Shifting priorities in Washington threaten to further erode labor standards. In 2024, U.S. Immigration and Customs Enforcement (ICE) had a $4.5 billion budget for “enforcement and removal operations.” That was approximately 15 times higher than WHD’s budget of $315 million, and the gap is expected to grow in the years to come.

The Workplace Justice Lab report warns that immigration crackdowns could harm the economy.
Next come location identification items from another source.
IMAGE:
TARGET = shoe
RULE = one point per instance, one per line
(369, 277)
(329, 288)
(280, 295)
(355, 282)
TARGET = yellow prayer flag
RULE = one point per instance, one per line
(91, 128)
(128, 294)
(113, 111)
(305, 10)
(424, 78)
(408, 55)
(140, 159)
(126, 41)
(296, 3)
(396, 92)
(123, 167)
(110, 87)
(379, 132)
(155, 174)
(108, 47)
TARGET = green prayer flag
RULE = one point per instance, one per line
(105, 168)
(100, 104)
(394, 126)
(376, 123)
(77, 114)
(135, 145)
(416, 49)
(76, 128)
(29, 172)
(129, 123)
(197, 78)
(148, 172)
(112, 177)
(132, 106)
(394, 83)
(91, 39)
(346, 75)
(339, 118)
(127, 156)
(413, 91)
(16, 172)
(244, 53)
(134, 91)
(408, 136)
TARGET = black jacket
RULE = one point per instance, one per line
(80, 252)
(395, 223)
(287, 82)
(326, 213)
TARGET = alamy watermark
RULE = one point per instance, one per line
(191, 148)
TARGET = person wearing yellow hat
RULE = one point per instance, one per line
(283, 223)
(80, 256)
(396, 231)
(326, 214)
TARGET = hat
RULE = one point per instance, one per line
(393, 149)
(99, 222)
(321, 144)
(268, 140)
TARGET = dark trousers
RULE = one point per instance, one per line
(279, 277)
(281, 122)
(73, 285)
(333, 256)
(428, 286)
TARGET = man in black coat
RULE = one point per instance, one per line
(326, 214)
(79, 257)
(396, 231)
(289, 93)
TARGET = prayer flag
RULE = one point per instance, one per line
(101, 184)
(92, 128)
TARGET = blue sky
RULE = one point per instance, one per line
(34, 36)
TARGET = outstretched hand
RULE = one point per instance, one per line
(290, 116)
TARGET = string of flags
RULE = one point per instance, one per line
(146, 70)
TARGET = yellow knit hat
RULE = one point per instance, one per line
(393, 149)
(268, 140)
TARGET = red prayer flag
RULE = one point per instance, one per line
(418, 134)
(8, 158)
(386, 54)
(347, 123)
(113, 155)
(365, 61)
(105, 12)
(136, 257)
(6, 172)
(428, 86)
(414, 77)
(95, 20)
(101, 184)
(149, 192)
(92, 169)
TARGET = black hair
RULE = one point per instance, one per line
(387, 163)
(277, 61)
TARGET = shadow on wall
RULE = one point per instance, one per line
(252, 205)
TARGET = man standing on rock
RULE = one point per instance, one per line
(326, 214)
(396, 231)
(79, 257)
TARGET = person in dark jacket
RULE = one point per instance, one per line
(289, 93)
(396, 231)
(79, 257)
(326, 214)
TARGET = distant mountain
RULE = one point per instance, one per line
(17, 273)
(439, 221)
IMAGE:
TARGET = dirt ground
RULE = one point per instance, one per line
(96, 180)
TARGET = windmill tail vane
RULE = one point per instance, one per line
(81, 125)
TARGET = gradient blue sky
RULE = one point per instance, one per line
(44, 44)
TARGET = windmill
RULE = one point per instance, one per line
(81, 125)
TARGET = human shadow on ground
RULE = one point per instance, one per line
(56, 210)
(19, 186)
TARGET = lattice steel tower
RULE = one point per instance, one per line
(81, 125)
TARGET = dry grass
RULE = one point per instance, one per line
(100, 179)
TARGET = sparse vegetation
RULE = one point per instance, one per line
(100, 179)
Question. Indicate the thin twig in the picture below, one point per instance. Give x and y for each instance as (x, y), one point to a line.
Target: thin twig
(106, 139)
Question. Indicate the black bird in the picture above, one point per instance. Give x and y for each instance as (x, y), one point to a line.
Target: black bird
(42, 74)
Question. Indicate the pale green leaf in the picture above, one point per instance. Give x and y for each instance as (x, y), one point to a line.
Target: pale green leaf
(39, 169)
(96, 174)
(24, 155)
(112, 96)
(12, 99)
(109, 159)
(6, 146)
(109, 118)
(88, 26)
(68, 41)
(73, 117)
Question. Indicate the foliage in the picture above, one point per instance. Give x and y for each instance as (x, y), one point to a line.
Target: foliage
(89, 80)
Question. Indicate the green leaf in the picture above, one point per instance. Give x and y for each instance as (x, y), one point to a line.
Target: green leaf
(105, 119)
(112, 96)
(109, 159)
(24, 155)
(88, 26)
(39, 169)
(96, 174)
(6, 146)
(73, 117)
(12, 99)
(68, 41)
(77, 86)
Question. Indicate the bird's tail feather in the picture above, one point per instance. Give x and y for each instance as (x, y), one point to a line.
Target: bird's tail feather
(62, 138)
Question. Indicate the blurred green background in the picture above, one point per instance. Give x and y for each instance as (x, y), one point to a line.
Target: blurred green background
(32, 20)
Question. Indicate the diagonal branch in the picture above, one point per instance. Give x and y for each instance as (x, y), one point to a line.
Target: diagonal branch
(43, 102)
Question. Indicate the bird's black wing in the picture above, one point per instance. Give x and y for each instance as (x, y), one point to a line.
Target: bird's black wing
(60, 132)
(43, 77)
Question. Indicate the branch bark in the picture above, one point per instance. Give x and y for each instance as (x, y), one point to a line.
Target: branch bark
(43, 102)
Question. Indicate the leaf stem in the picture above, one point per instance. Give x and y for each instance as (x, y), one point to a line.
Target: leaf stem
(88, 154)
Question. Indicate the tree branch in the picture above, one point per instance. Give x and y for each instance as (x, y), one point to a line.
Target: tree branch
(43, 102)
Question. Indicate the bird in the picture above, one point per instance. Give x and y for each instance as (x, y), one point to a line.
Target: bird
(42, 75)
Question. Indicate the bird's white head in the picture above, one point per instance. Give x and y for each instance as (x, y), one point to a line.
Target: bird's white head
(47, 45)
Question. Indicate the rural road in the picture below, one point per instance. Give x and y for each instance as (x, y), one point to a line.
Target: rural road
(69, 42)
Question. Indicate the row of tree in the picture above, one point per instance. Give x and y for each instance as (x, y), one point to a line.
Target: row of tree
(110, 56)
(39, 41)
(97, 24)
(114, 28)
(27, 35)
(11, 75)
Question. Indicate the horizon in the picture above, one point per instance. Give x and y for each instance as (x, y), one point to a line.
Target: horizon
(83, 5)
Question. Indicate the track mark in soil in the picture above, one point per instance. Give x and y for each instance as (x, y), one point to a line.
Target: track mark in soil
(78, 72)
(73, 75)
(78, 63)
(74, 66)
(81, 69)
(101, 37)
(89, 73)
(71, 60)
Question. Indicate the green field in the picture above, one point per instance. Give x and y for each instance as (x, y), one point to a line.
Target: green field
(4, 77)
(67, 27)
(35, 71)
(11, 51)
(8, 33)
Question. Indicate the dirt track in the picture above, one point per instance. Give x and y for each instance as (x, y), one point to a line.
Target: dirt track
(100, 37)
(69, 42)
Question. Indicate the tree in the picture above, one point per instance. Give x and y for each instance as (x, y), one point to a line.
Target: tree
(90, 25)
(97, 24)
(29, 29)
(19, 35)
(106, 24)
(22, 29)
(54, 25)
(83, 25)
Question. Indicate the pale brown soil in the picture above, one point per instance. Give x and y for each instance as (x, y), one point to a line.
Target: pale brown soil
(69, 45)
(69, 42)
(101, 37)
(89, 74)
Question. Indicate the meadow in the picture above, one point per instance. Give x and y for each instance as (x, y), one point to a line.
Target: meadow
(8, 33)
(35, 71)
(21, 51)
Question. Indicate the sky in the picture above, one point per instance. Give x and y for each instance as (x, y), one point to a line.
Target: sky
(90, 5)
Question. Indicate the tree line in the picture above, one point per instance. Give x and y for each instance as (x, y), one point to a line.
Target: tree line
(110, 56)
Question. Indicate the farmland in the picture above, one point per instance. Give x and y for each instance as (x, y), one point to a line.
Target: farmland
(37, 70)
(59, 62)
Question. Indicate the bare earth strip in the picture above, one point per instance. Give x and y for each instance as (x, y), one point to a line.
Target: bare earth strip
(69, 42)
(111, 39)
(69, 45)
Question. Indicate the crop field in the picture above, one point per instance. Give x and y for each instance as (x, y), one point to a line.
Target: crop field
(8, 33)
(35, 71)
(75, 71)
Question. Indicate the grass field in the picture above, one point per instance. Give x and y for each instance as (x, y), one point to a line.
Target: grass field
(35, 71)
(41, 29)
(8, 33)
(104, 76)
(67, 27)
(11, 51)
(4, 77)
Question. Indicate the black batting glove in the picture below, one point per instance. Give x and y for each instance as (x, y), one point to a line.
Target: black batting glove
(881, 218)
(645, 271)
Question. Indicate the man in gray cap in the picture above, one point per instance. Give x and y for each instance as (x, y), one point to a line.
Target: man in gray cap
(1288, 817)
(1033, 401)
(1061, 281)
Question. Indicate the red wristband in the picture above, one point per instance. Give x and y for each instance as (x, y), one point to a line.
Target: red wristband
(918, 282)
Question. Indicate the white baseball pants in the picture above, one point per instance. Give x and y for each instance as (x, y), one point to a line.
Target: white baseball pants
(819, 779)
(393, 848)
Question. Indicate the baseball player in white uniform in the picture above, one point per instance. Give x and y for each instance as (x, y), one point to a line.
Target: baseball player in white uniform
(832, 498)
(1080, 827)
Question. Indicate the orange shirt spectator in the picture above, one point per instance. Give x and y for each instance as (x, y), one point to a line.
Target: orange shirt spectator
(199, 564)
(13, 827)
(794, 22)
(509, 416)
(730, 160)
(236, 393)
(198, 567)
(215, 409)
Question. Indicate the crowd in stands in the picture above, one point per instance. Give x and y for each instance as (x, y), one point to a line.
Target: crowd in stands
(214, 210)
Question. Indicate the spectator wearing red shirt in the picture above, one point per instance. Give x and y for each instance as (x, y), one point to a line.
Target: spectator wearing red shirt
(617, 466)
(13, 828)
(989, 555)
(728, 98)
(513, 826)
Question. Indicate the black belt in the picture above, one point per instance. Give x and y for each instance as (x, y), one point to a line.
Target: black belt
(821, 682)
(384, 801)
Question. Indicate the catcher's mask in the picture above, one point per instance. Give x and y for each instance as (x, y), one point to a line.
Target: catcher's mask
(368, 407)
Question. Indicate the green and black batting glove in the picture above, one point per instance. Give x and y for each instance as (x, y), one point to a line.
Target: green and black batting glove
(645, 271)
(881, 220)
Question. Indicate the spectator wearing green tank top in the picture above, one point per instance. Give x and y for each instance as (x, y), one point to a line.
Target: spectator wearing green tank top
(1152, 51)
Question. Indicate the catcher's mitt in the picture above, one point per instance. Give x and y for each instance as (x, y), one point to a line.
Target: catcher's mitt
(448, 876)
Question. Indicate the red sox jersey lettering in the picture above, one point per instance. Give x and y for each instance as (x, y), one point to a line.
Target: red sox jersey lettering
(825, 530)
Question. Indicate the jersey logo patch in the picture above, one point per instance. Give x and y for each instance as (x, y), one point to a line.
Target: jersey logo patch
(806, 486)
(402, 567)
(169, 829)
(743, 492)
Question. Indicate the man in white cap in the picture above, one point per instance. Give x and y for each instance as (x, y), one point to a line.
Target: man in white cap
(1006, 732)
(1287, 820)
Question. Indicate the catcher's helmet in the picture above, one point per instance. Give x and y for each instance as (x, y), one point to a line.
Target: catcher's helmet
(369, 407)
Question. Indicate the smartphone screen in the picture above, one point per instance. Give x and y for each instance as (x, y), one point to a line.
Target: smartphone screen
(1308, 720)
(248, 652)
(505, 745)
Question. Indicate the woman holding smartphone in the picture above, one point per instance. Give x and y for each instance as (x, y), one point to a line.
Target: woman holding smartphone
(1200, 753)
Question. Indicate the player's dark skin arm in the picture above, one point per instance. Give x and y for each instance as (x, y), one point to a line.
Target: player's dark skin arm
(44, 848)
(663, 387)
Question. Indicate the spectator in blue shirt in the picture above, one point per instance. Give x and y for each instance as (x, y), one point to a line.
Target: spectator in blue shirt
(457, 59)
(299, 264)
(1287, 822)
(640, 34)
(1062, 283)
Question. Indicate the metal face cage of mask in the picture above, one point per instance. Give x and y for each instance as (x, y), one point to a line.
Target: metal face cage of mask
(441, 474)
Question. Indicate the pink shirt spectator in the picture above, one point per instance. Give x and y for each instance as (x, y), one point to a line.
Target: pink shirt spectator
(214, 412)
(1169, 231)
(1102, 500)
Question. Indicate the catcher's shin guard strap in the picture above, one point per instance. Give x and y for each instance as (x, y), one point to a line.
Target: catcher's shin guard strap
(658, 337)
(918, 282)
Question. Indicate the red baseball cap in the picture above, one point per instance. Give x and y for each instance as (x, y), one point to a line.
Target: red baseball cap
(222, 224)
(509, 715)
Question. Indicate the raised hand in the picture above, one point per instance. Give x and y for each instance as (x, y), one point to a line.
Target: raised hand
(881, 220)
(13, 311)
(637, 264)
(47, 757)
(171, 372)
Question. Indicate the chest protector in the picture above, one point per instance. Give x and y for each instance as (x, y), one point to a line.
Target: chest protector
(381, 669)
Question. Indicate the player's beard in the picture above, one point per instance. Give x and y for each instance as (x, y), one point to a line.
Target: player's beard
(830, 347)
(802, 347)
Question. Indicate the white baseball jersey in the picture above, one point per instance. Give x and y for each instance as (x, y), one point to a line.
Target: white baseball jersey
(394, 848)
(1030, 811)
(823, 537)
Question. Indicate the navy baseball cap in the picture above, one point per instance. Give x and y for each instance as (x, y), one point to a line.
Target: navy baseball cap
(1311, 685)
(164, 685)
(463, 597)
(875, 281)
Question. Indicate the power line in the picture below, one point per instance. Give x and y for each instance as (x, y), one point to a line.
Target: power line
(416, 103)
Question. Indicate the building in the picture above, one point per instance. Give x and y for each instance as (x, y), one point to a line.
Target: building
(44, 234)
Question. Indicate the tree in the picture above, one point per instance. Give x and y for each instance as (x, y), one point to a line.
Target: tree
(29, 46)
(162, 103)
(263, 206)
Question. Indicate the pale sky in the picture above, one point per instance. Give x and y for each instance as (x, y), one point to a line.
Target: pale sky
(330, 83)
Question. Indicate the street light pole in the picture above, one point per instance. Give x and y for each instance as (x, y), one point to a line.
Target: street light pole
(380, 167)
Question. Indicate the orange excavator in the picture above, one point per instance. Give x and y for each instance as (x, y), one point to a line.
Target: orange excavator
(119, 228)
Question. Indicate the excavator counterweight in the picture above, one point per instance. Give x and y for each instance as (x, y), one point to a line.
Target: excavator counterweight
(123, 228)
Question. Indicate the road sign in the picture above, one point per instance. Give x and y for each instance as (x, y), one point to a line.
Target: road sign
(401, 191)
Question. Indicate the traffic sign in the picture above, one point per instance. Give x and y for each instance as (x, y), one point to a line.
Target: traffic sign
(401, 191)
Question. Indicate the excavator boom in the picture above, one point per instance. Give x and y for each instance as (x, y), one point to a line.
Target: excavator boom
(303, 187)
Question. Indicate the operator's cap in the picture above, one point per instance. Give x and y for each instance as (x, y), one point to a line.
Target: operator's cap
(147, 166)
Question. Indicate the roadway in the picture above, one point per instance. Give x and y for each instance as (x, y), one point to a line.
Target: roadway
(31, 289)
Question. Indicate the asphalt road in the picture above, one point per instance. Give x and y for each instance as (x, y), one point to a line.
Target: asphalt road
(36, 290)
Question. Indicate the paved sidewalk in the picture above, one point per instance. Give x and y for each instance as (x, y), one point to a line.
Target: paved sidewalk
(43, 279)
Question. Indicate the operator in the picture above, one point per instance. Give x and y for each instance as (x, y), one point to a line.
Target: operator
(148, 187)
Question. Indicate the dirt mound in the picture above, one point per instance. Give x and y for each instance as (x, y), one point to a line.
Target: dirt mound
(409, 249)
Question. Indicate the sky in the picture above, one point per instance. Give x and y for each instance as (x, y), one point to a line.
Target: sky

Citing research by scholars at the University of Colorado Denver and elsewhere, the report warns that deportations – and the fear of deportations – could keep immigrant workers home, worsening labor shortages in the home health care, construction and agriculture industries, driving down employment and wages for U.S.-born workers and raising prices for consumers.

“The priorities of the federal government are not aligned with the problem it ostensibly wants to solve,” said Daniel J. Galvin, director of the Workplace Justice Lab @ Northwestern University and one of the report’s co-authors. “If the goal is to help U.S. workers, we should prioritize labor standards enforcement, not mass deportations.”

Despite the inadequate size of its staff, WHD recovered $273 million in back wages and damages for nearly 152,000 workers in 2024. If the federal government funded WHD on the scale it funds ICE, the report estimates that the agency would be able to recover more than $4 billion for workers every year.

About the Report

This report combines new Workplace Justice Lab research with wage theft data from Galvin’s book, “Alt-Labor and the New Politics of Workers’ Rights.”

About the Researchers

Jake Barnes is the research program manager of the Workplace Justice Lab @ Rutgers University.

Janice Fine is the director of the Workplace Justice Lab @ Rutgers University and a professor of labor studies and employment relations in the School of Management and Labor Relations at Rutgers.

Daniel J. Galvin is the director of the Workplace Justice Lab @ Northwestern University, a professor of political science and a faculty fellow at the Institute for Policy Research at Northwestern.

Jenn Round is the director of the labor standards enforcement program in the Workplace Justice Lab @ Rutgers University and formerly led enforcement at the Seattle Office of Labor Standards.

Hana Shepherd is a senior researcher in the Workplace Justice Lab @ Rutgers University and an associate professor of sociology in the School of Arts and Sciences at Rutgers.

About Us

The Workplace Justice Lab is a multi-institutional partnership that conducts research on workers’ rights and economic inequality and collaborates with state and local government agencies as well as worker centers, unions and legal nonprofits. It is anchored by the Workplace Justice Lab @ Rutgers University and includes the Workplace Justice Lab @ Northwestern University and the Pilipino Workers Center of Southern California.